29 November 2021, The Tablet

Pope feels 'pain' of migrant deaths in English Channel

Pope feels 'pain' of migrant deaths in English Channel

Migrants sit near wood fire at a makeshift migrant camp at Loon Beach in Dunkirk, France, the day after 27 migrants drowned in the English Channel.
CNS photo/Johanna Geron, Reuters

Pope Francis has spoken of the 27 refugees who drowned in the English Channel and described feeling the pain of those migrants exposed to serious dangers.

Speaking after the Angelus yesterday, Pope Francis said: “How many migrants are exposed, even in these days, to very serious dangers, and how many are losing their lives at our borders. I feel pain for the news about the situation in which so many of them find themselves: of those who died in the English Channel, of those on the borders of Belarus, many of whom are children; of those who drown in the Mediterranean. 

“So much pain thinking about them. Of those who are repatriated to North Africa, they are captured by traffickers, who turn them into slaves: they sell women, torture men ... Of those who, even this week, they tried to cross the Mediterranean looking for a land of well-being and instead finding a tomb there; and many others. 

“To migrants who find themselves in these situations of crisis, I assure you of my prayers, and also of my heart: know that I am always close to you.”

As he spoke, bishops of three French dioceses along the Channel urged the European Union to respond to the death of the 27 migrants with a programme to receive refugees without closing borders and allowing smugglers to exploit them.

“Once again children, women and men who left everything in search of a better world have been crushed by the sea. How can we not mourn them?” asked the statement signed by Archbishops Laurent Ulrich of Lille and Vincent Dollmann of Cambrai, Arras Bishop Olivier Leborgne and Lille Auxiliary Bishop Antoine Hérouard. 

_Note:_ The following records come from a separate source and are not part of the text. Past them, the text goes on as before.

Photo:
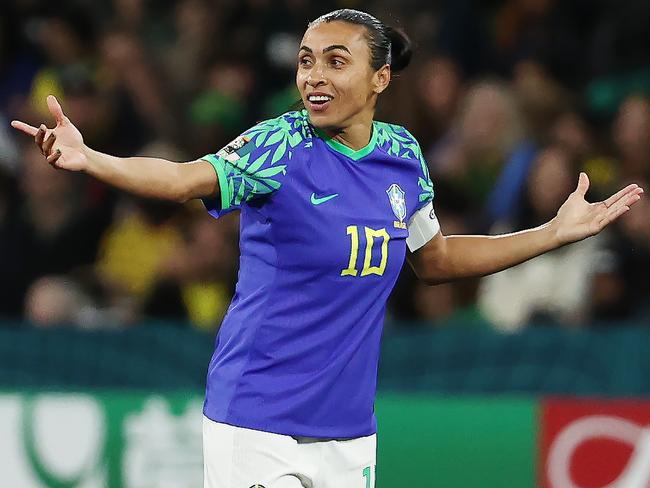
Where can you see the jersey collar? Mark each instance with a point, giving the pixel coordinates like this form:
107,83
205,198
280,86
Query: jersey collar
348,151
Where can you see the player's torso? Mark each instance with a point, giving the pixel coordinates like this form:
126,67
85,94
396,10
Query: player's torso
341,219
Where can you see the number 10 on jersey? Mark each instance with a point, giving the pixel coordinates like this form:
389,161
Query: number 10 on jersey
370,235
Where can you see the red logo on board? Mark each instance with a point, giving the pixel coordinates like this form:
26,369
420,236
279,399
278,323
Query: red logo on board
595,444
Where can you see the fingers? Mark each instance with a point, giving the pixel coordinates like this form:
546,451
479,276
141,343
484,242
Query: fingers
621,206
612,216
40,136
55,109
23,127
583,184
47,145
621,193
628,197
54,157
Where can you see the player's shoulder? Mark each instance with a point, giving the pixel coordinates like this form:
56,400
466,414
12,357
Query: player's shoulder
397,141
290,129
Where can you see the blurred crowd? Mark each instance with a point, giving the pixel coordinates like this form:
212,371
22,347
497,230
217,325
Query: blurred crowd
509,99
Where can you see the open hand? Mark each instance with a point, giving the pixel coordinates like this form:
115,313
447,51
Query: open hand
63,146
578,219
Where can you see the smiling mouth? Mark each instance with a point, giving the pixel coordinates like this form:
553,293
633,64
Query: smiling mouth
319,103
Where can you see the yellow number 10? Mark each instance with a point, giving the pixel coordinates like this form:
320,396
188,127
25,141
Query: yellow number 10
353,232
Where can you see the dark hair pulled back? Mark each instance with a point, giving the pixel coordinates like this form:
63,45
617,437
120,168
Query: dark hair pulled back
387,44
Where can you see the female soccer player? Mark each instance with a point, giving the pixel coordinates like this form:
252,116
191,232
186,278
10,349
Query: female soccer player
330,199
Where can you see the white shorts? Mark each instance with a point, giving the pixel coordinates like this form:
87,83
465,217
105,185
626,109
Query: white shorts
235,457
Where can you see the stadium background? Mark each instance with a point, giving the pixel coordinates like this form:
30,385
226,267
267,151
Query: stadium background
109,304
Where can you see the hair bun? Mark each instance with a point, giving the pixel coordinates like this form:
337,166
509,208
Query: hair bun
401,49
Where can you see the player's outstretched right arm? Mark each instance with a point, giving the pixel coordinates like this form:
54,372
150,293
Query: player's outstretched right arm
63,148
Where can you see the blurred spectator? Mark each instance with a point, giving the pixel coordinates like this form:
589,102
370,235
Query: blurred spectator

They denounced smugglers who “rob them before sending them to fragile boats towards certain death” and states that close borders and boost security to keep them away.

“Europe can take up this challenge,” they wrote. “It has the instruments to put human dignity at the center of the debate and to provide the means for this international solidarity. She does not want to let the Mediterranean or the Channel become a cemetery for all these exiled people.”

“With Pope Francis, we believe in the response'of solidarity and mercy,” they said. “A response ... should also support the development of southern countries to give them a glimpse of a better future in their own country. No one uproots himself in this way if he sees a possible future in his native land.”